Não se pode fazer uma nítida divisão dos homens em bons e maus. Infelizmente a nossa curta visão não permite avistar um germe do mal naqueles que são chamados de bons, e um germe de bem, naqueles que são chamados de maus, Essa curta visão depende de quanto o nosso intelecto não está iluminado de amor. Basta tratar o delinquente, antes que uma fera, como um homem, para descobrir nele a vaga chamazinha de pavio fumegante, que a pena, ao invés de apagar, deveria reavivar.

A prisão mesmo que seja legal, ela nunca deixa de ser vexatória e humilhante, e ainda mais quando se faz o uso das algemas de forma autoritária e desumana. O uso das algemas traz ao ser humano uma carga muito negativa, por isso, a preocupação em se ter normatizado o seu uso, atendendo aos clamores da sociedade menos favorecida que de certa forma sãos tidos de forma errônea como os mais delinquentes e perigosos, um conceito que na realidade não é visto de forma correta.

O que não se deve esquecer é que o uso das algemas é uma exceção, e nunca deve ser vista como uma regra. Ela só pode ser usada nos casos específicos como bem asseverou a súmula 11 do STF, respeitando a dignidade da pessoa humana. Vale salientar também que o acusado não deve ser visto como delinquente e nem se deve usar da classe social para se fazer a justiça, pois o pobre, nem só de condições financeiras, mas bem como de outras pobrezas, antes de mais nada também é um ser humano. É o que Francesco Carnelutti quer dizer nessa passagem da sua obra “As Misérias do Processo Penal” onde afirma que existem aqueles que concebem o pobre com a figura do faminto, outros do vagabundo, outros do enfermo; para ele, o mais pobre de todos os pobres é o encarcerado.

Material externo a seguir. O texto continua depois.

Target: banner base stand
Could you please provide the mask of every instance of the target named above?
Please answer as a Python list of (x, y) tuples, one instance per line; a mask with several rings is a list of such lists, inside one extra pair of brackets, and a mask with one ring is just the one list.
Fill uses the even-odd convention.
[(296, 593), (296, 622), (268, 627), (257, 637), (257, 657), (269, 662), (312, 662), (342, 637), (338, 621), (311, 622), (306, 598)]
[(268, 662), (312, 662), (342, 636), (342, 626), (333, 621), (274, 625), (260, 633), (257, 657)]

Na ausência de normativa adequada, o que ocorria era na verdade uma busca de interpretação extensiva onde os tribunais pátrios exerciam papel fundamental na correta interpretação dos limites da utilização de algemas e quanto à proporcionalidade no seu manejo.


Considerações finais

Verifica-se neste trabalho de conclusão de curso que é possível mostrar a questão semelhante ao uso das algemas, consoante seu uso pelo abuso de poder e a violação ao princípio da dignidade da pessoa humana. Não se quis reprimir o uso das algemas, por que a mesma se torna necessária para o bom desempenho da atividade policial diante de certos infratores, que não satisfeitos com a prisão, agem de forma violenta.

O que aqui se quis evidenciar foi o mau uso das algemas que por muitos anos tem se passado sem regulamentação efetiva, pois era utilizada de forma arbitrária sem nenhum respeito ao princípio da dignidade da pessoa humana.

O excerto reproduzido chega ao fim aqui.